The train stops six miles from the town, so that we had to finish
our journey in six two-wheeled, gilded chariots, called ekkas, and
drawn by bullocks. It was one o'clock A.M., but, in spite of the
darkness of the hour, the horns of the animals were gilded and
adorned with flowers, and brass bangles tinkled on their legs.

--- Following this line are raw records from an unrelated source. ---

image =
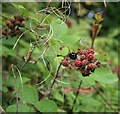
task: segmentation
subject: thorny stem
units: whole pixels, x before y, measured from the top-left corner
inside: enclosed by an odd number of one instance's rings
[[[58,66],[56,75],[55,75],[55,77],[54,77],[54,79],[53,79],[53,82],[51,83],[50,93],[49,93],[49,95],[48,95],[48,98],[49,98],[49,99],[51,99],[52,89],[53,89],[53,86],[54,86],[54,84],[55,84],[55,80],[56,80],[56,79],[58,78],[58,76],[59,76],[58,74],[59,74],[60,67],[61,67],[61,63],[60,63],[60,65]]]
[[[93,88],[97,91],[96,87],[93,86]],[[98,92],[98,94],[104,100],[104,102],[111,108],[111,110],[113,110],[114,112],[116,112],[116,110],[113,109],[113,107],[111,106],[111,104],[103,97],[103,95],[100,92]]]
[[[76,103],[76,101],[77,101],[77,98],[78,98],[78,95],[79,95],[79,90],[80,90],[80,88],[81,88],[81,85],[82,85],[82,80],[80,80],[80,83],[79,83],[79,86],[78,86],[78,89],[77,89],[77,93],[76,93],[76,96],[75,96],[75,99],[74,99],[74,102],[73,102],[73,106],[72,106],[72,109],[71,109],[72,112],[73,112],[74,105],[75,105],[75,103]]]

Our waylay through ravines overgrown with jungle, where, as our
drivers hastened to inform us, tigers and other four-footed
misanthropes of the forest played hide-and-seek. However, we had
no opportunity of making the acquaintance of the tigers, but enjoyed
instead a concert of a whole community of jackals. They followed
us step by step, piercing our ears with shrieks, wild laughter
and barking. These animals are annoying, but so cowardly that,
though numerous enough to devour, not only all of us, but our
gold-horned bullocks too, none of them dared to come nearer than
the distance of a few steps. Every time the long whip, our weapon
against snakes, alighted on the back of one of them, the whole
horde disappeared with unimaginable noise. Nevertheless, the
drivers did not dispense with a single one of their superstitious
precautions against tigers. They chanted mantrams in unison,
spread betel over the road as a token of their respect to the
Rajas of the forest, and, after every couplet, made the bullocks
kneel and bow their heads in honor of the great gods. Needless to
say, the ekka, as light as a nutshell, threatened each time to fall
with its passenger over the horns of the bullocks.